Open sivabudh opened this issue 9 years ago • 6 comments

Is there a way to programmatically create more workers at run-time? When the work finishes the job, it simply dies. In this way, I can minimize the amount of jobs waiting in the queue.

sivabudh avatar Apr 07 '16 13:04 sivabudh

Yes you can. But because you want the worker to die, you'll have to start

  • an all-time running worker using the rq worker command and
  • on demand workers by saving the following code in some file, say on_demand_workers.py and then calling $ python on_demand_workers.py

Both of the command should ideally be run under a task monitor (supervisor or circus)

#!/usr/bin/python3

import sys
import time
from rq import Connection, Worker
from redis import Redis

redis = Redis(host='localhost')

def need_burst_workers():
    # check database or redis key to determine whether burst worker army is required
    return True #boolean

def num_burst_workers_needed():
    # check the number, maybe divide the number of pending tasks by n
    return 10 #integer

def main(qs):
    with Connection(connection=redis):
        if need_burst_workers():
            [Worker(qs).work(burst=True) for i in range(num_burst_workers_needed())]
        else:
            time.sleep(10) #in seconds

if __name__ == '__main__':
    qs = sys.argv[1:] or ['default']
    main(qs)

Hope this helps. Thank you.

shivekkhurana avatar Aug 23 '16 06:08 shivekkhurana

Worker.work is blocking call. This code creates ten workers sequentially. Wrap work method call into multiprocessing at least.

proofit404 avatar Aug 23 '16 07:08 proofit404

@proofit404 : I didn't realize this while answering. Thanks for pointing this out.

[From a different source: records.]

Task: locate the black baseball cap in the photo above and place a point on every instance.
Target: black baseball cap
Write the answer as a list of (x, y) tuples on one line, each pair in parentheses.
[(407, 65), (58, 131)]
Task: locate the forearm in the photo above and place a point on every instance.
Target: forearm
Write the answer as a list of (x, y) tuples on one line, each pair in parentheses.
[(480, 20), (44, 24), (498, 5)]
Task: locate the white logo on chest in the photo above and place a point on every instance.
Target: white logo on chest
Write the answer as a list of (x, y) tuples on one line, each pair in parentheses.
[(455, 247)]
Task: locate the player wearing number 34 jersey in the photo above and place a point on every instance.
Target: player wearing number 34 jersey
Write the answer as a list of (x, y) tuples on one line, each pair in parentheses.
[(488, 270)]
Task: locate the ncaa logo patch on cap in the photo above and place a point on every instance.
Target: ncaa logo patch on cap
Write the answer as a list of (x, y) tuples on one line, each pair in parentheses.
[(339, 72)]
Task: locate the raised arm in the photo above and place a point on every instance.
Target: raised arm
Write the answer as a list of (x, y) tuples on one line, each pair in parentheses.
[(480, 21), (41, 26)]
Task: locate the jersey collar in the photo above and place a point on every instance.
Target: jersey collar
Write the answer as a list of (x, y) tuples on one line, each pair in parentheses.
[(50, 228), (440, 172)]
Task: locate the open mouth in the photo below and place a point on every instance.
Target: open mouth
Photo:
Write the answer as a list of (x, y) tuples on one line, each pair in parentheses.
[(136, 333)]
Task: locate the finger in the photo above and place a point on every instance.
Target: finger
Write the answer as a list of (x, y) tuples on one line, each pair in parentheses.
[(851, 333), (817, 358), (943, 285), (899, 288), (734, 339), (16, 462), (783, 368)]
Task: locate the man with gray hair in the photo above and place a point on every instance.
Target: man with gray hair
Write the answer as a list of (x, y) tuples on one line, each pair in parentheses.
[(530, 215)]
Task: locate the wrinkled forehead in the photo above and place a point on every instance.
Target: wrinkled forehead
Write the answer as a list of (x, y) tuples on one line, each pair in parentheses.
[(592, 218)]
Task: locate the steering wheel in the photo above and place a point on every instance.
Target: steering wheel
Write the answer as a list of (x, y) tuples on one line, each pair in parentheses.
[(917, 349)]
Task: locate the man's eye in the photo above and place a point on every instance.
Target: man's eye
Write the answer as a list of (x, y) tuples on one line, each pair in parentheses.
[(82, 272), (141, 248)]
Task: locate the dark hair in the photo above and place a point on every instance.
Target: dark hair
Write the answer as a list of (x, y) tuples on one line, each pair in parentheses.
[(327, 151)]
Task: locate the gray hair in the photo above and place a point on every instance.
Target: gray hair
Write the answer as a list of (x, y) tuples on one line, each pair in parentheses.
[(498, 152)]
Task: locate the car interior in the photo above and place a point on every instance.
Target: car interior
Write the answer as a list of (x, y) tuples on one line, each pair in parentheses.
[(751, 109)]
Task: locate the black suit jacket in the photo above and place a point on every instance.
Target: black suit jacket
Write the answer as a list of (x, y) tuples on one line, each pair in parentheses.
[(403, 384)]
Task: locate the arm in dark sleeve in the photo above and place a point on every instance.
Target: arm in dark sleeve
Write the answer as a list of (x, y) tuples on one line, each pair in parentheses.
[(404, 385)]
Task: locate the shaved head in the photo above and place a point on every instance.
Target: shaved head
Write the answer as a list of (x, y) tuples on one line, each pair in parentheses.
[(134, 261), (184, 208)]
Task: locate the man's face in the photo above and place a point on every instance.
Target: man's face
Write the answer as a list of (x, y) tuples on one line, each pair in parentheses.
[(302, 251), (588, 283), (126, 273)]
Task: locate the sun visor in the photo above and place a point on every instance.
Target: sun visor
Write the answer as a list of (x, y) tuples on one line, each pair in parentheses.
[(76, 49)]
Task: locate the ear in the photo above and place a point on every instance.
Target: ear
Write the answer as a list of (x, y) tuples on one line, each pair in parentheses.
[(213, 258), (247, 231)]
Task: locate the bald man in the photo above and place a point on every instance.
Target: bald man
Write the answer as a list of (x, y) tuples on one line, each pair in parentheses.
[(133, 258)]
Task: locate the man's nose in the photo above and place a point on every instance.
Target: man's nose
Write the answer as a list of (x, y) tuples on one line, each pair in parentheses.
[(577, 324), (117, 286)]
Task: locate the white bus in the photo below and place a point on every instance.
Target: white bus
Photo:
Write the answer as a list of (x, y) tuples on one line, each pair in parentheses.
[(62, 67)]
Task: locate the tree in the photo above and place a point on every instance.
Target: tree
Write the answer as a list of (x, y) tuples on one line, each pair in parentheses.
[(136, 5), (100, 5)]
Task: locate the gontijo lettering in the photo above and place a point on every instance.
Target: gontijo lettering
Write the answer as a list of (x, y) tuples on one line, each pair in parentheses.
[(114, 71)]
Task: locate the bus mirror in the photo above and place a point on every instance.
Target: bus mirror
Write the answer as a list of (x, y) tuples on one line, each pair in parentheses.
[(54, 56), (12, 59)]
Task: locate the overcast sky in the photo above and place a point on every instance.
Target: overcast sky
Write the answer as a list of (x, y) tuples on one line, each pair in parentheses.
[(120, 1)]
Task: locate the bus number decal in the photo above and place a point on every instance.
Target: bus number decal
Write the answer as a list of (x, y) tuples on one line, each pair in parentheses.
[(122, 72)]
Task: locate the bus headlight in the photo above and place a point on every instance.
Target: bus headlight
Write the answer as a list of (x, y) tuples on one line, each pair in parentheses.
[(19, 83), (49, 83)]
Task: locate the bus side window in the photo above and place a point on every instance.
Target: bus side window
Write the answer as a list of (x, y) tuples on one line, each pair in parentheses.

The updated __name__ == '__main__' block is :

import multiprocessing

def main(qs):
    with Connection(connection=redis):
        if need_burst_workers():
            [multiprocessing.Process(target=Worker(qs).work, kwargs={'burst': True}).start() for i in range(num_burst_workers_needed())]
        else:
            time.sleep(10) #in seconds

Update 0 : Using for loop instead of a list comprehension, as suggested by @proofit404 :

import multiprocessing

def main(qs):
    with Connection(connection=redis):
        if need_burst_workers():
            for i in range(num_burst_workers_needed()):
                multiprocessing.Process(target=Worker(qs).work, kwargs={'burst': True}).start()
        else:
            time.sleep(10) #in seconds

Source : Stack Overflow

shivekkhurana avatar Aug 23 '16 08:08 shivekkhurana

@shivekkhurana looks correct.

I prefer to use for loops to perform actions (like process creation) and list comprehensions for data structures. So for this case I suggest you to use for loop.

proofit404 avatar Aug 23 '16 09:08 proofit404

import multiprocessing

def main(qs):
    with Connection(connection=redis):
        if need_burst_workers():
            for i in range(num_burst_workers_needed()):
                multiprocessing.Process(target=Worker(qs).work, kwargs={'burst': True}).start()
        else:
            time.sleep(10) #in seconds

When I run this code snippet in Python 3.10, I get the following error:

TypeError: cannot pickle '_thread.lock' object

I believe this is because of limitations in pickle in newer versions of Python (https://github.com/rq/rq/issues/1413#issuecomment-785014951). What is the latest way to programmatically create more workers using multiprocessing?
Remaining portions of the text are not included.